With a long history that includes innovations like those insulated casserole dishes that were popular on infomercials, as well as custom projects with other mega pizza brands and Chick-fil-A over the years, Phase Change Solutions is seeking a larger part of the U.S. restaurant delivery business with technologies for both hot and cold items.
Its moniker comes from the advanced phase changing technologies that absorb and release large amounts of thermal energy while melting and freezing. When these materials freeze, they release latent heat at a relatively constant temperature. When they melt, those same materials absorb heat.
As green building technologies gain steam across the planet, such materials have found applications regulating temperatures inside telecom boxes and in commercial, industrial and residential applications to keep people and products closer to ideal temperatures without traditional heating or cooling technologies that tend to require significant amounts of electricity.
The company also manufacturers more traditional, electrically-driven products, like heated delivery bags that have been deployed by scooter-based delivery drivers outside of North America.
While such a solution might look ideal on paper, there are significant limitations in food delivery settings, as the phase morphing material can only work their magic one time before needing to be effectively reset or brought back to their original state.

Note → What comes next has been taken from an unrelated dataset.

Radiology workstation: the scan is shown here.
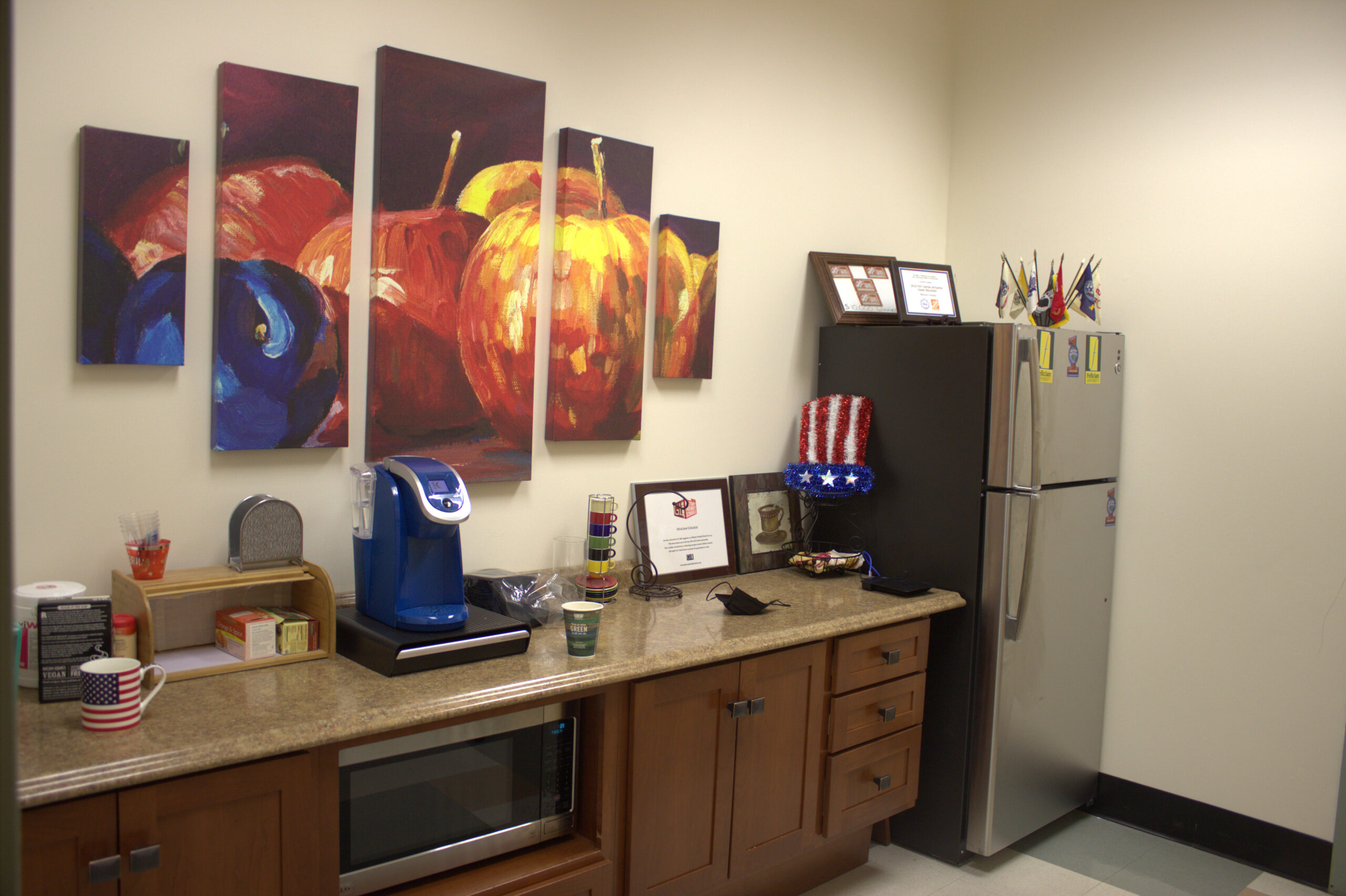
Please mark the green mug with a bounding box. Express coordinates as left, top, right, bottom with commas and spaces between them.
562, 600, 603, 656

Keeping frozen foods cold throughout an eight-hour delivery shift is especially challenging, Owens added, without using traditional freezer technology that requires significant amounts of energy and is prone to mechanical failures.
While Owens suggested economics were the primary barrier to third-party delivery brands adopting phase changing materials, he added that legal concerns might be another factor as ride-sharing and delivery brands fight ongoing battles to keep their drivers as independent, contracted workers rather than traditional employees.
“If they tell their employees what they have to do and when they have to show up, then they can constitute that they are an employee,” Owens said. “There’s been a tug of war and positioning on this and giving, for example, a Grubhub the equipment to mandate to their drivers that you will use this product is another gate that the courts could use against them.”
To get around such potential hurdles, Phase Change is also considering leasing its technology to delivery drivers themselves, taking out any capital expenditure concerns for the delivery companies.
However that strategy pans out, the company is also watching the federal government for signs they may step in with additional food safety regulations for food that leaves the restaurant in a delivery driver’s hands. While nothing has been made official, Owens speculated that such a move is inevitable from his standpoint.
There are compromises happening every day,” he said. “There’s a lot of tightening up inside the restaurant, why are we not paying attention to what goes out when it’s now by the billions of food movements that’s happening outside of restaurants today?”